Vorsichtiges Köln Remscheid, der Kreis Düren und vier andere Kommunen nutzen die Testoption nicht. Die Stadt Köln erklärt ausdrücklich, sie verzichte auf einen Antrag, weil die Fallzahlen zu schnell steigen. Die Stadt Düsseldorf liegt bisher unter dem Inzidenzwert von 100. Sie hat bisher noch nicht entschieden, ob sie eine Testoption nutzen würde, falls dies nötig wäre.

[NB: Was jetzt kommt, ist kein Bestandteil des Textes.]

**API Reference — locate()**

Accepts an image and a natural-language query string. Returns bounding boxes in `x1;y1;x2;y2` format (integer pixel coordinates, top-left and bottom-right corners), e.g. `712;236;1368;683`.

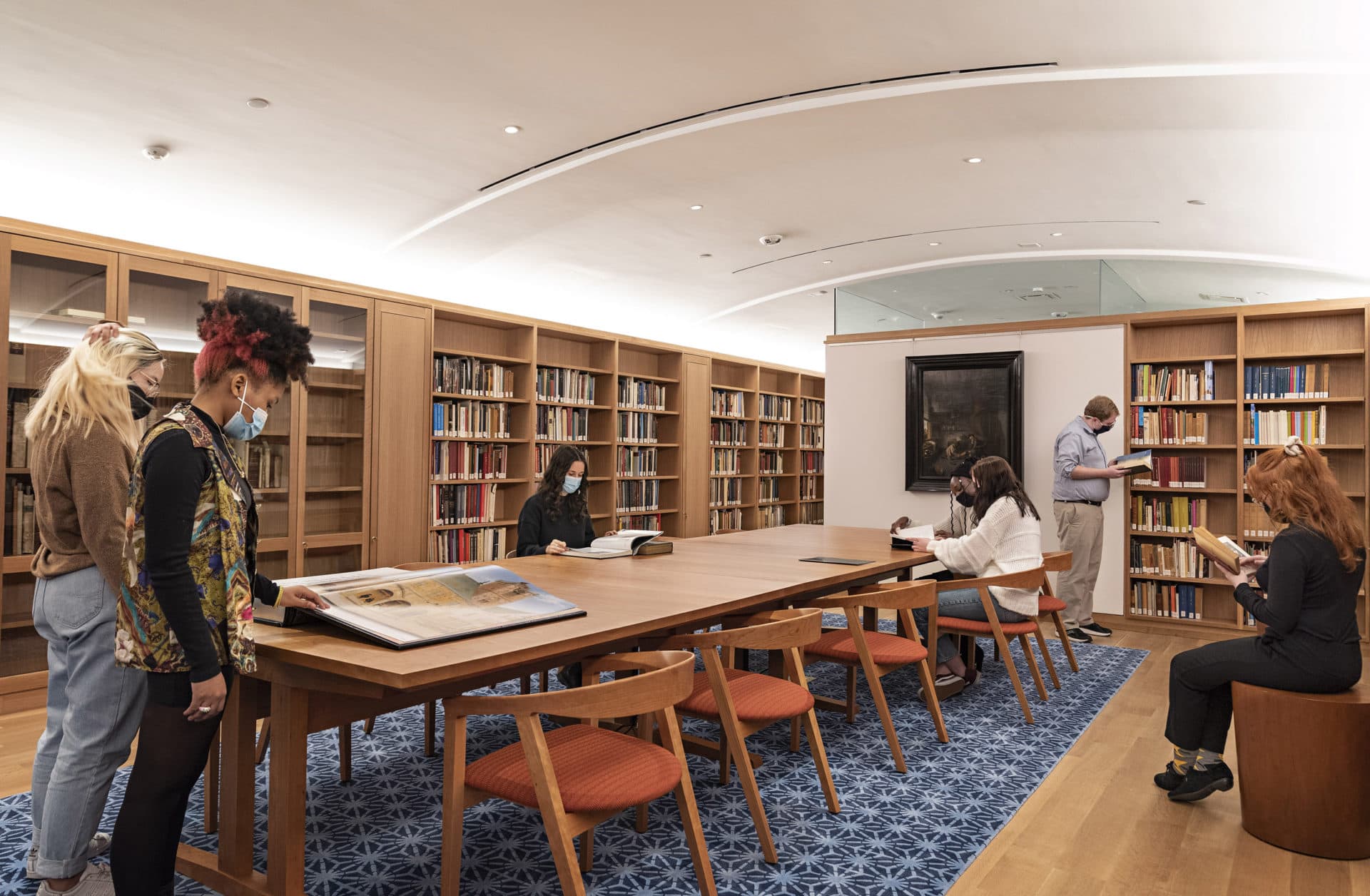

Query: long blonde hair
24;330;164;449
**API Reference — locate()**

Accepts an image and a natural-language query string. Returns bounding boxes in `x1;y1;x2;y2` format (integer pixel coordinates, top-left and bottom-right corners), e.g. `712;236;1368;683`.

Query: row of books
1242;363;1331;402
1132;582;1203;619
433;402;509;439
756;392;795;423
618;377;666;411
433;441;509;479
1130;539;1211;578
537;366;594;404
709;479;743;507
537;404;591;441
614;479;661;512
618;411;661;444
432;482;499;526
614;447;658;475
433;357;514;399
1127;407;1208;445
1133;457;1208;489
1132;360;1214;402
709;389;746;417
1242;404;1327;445
709;448;743;475
429;529;514;563
1127;494;1208;531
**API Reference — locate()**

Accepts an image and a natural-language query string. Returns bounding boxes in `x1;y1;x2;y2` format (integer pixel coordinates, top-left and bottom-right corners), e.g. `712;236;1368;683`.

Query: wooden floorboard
0;631;1370;896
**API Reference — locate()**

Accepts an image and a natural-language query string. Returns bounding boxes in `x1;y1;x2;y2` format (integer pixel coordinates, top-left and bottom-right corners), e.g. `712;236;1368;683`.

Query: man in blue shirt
1051;394;1126;643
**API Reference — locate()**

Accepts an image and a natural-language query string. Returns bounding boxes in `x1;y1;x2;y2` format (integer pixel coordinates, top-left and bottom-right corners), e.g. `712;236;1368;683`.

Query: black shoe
1167;762;1232;803
1152;762;1185;792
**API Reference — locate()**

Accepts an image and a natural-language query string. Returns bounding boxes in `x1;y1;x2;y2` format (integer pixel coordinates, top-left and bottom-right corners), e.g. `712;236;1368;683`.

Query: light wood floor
0;631;1370;896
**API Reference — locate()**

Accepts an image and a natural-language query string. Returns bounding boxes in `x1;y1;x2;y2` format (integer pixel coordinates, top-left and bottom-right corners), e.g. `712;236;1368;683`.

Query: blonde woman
25;325;164;896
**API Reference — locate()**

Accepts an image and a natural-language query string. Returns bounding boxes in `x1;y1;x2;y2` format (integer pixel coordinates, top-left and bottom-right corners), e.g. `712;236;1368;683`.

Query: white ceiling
0;0;1370;366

Testangebot Das Land erklärt, dass es mit mindestens 4800 Teststellen genügend Angebot gäbe, sich untersuchen zu lassen. Die Gebiete, die auf Schnelltests setzen, mussten jeweils erklären, sie gingen von genügend Kapazität aus. Dabei sind Städte und Kreise verpflichtet, im Internet die verfügbaren Teststationen anzugeben. Beim Kreis Kleve war diese Liste per Google beispielsweise in rund einer Minute mit den Suchwörtern „Kreis Kleve“und „Corona-Test“zu finden. Weit mehr als 50 Testmöglichkeiten sind verzeichnet. Der Apothekerverband Nordrhein erklärt, dass die Apotheken in NRW pro Woche 500.000 kostenlose Bürgertests durchführen. „Unser Angebot wird immer weiter ausgebaut. Termine können online gebucht werden, aber oft sind auch spontane Tests möglich“, sagt Thomas Preis, Vorsitzender des Apothekerverbandes Nordrhein.

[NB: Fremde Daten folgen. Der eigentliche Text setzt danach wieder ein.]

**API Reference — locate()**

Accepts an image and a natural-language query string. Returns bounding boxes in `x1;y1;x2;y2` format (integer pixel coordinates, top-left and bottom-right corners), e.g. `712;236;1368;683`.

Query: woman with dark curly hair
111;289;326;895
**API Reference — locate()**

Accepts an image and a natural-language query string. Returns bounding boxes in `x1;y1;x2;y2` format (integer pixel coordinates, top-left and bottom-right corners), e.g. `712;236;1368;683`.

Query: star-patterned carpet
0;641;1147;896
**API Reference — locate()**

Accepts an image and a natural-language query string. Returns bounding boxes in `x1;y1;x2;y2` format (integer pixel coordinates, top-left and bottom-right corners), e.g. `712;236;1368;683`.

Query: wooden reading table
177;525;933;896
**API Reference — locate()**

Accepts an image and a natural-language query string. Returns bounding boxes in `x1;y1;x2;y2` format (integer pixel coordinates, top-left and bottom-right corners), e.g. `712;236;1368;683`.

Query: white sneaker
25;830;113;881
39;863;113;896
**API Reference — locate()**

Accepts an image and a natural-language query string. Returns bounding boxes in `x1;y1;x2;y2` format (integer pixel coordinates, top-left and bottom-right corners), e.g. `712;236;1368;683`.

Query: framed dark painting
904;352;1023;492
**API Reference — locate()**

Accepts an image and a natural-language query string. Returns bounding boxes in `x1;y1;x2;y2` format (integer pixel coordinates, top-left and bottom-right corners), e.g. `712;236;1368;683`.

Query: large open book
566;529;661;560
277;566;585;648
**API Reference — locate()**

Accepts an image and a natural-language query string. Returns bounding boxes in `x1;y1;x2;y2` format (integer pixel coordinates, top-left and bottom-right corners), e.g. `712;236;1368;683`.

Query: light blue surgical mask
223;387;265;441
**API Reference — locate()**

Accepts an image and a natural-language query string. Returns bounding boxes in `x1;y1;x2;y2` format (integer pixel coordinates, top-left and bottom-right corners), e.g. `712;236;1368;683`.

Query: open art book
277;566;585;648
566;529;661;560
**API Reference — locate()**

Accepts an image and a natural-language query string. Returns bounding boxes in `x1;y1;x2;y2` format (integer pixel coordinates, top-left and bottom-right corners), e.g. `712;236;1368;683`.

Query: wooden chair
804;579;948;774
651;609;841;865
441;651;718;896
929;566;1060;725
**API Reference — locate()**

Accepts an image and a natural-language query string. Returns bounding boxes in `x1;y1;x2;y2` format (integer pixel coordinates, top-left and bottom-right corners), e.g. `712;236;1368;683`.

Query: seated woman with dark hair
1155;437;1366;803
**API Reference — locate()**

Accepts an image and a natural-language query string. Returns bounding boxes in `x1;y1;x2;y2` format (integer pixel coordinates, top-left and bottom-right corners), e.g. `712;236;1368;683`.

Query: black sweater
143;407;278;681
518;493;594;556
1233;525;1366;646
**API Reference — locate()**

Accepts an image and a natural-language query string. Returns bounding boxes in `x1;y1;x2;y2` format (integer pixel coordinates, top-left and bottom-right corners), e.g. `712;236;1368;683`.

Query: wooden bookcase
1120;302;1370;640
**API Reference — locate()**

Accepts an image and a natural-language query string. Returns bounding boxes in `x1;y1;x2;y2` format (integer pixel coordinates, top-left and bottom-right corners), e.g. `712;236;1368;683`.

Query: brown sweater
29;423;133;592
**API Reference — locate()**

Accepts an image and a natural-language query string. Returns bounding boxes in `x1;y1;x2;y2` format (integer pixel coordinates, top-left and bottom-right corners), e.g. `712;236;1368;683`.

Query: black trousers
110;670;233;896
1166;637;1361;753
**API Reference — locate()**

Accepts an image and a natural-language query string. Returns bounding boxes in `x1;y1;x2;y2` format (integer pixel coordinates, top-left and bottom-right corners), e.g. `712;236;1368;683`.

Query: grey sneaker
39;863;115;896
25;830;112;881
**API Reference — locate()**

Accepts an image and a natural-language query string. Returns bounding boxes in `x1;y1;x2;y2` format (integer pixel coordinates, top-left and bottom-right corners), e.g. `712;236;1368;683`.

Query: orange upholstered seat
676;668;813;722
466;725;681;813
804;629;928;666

Warnungen Kritiker der NRW-Testoption fürchten, dass die Infektionszahlen alleine darum steigen könnten, weil wieder mehr Menschen unterwegs sind. „Wir brauchen die konsequente Umsetzung der Notbremse“, sagte am Wochenende denn auch Bayerns Ministerpräsident Markus Söder (CSU). Der „Flickenteppich in der Corona-Bekämpfung“müsse beendet werden, womit er offensichtlich auch die Sonderregel in NRW meinte, aber auch eine vergleichbare Regel im rot-rot-grün regierten Berlin. Auch Thomas Kutschaty, SPD-Chef in NRW, ist vorsichtig: Der Oppositionsführer im Landtag wirbt zwar seit Monaten dafür, mit viel mehr Tests eine Öffnung des öffentlichen Lebens zu ermöglichen, aber ein Schnellschuss während massiv steigender Infektionszahlen sei riskant. Er dringt auch darauf, dass Testergebnisse in eine App eingetragen werden, wogegen aktuell viele Kunden nur ein Papiertestat erhalten.

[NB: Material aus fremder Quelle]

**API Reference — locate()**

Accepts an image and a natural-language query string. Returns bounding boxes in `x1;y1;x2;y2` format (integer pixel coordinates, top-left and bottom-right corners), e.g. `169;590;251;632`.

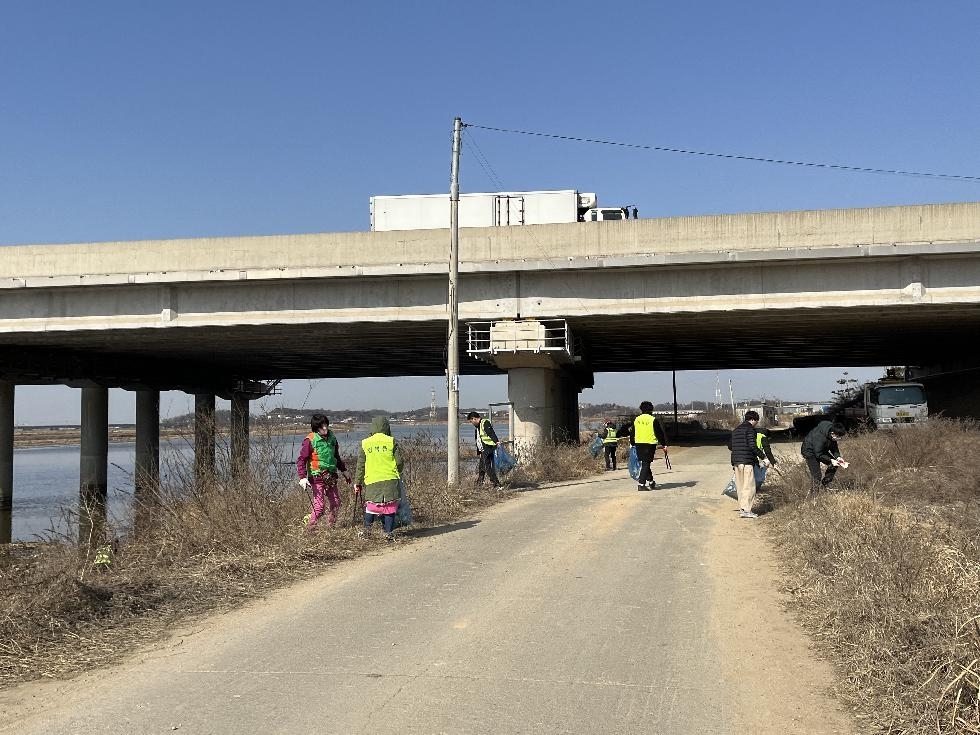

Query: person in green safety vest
466;411;503;490
593;421;619;470
354;416;403;541
755;426;776;492
630;401;667;490
296;413;350;531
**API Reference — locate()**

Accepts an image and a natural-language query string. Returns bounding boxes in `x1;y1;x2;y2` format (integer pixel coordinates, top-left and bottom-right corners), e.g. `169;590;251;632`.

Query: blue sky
0;0;980;423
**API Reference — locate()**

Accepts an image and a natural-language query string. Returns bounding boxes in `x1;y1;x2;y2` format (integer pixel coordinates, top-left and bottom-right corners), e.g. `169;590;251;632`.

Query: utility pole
446;117;463;485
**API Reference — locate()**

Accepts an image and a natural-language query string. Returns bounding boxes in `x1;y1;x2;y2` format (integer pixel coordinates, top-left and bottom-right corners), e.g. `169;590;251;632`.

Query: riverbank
14;422;441;449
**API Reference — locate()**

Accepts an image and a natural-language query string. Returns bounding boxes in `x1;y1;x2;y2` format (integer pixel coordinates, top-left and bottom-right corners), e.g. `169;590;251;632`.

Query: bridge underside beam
0;304;980;397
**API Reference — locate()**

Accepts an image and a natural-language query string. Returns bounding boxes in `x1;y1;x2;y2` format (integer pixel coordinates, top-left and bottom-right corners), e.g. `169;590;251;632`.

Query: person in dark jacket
800;421;847;490
630;401;667;490
466;411;503;490
728;411;769;518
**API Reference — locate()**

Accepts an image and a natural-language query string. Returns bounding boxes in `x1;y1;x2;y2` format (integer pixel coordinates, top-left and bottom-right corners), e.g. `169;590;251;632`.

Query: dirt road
0;447;852;735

Chance Peter Achten, NRW-Vorsitzender des Handelsverbands HDE, begrüßt die Testoption, um Geschäften das Überleben zu retten, wie es etwa Tübingen vormache. Besuche im Handel würden wegen des vorgeschriebenen Abstands nur minimal zum Infektionsgeschehen beitragen, doch durch das erzwungene breite Testen würden mehr Infizierte gefunden. Diese Chance sieht auch Thomas Preis vom Apothekerverband: „Je mehr Menschen wir testen, umso besser können wir Corona bremsen.“Diejenigen, die positiv getestet würden, müssten sich von anderen Menschen fernhalten, um diese zu schützen. Und sie müssten dann noch einen PCR-Test machen, um das Ergebnis zu überprüfen. „Manchmal ist es zwar falscher Alarm, aber nur selten übersehen die Schnelltests ein Risiko. So schützen wir uns alle“, sagte er.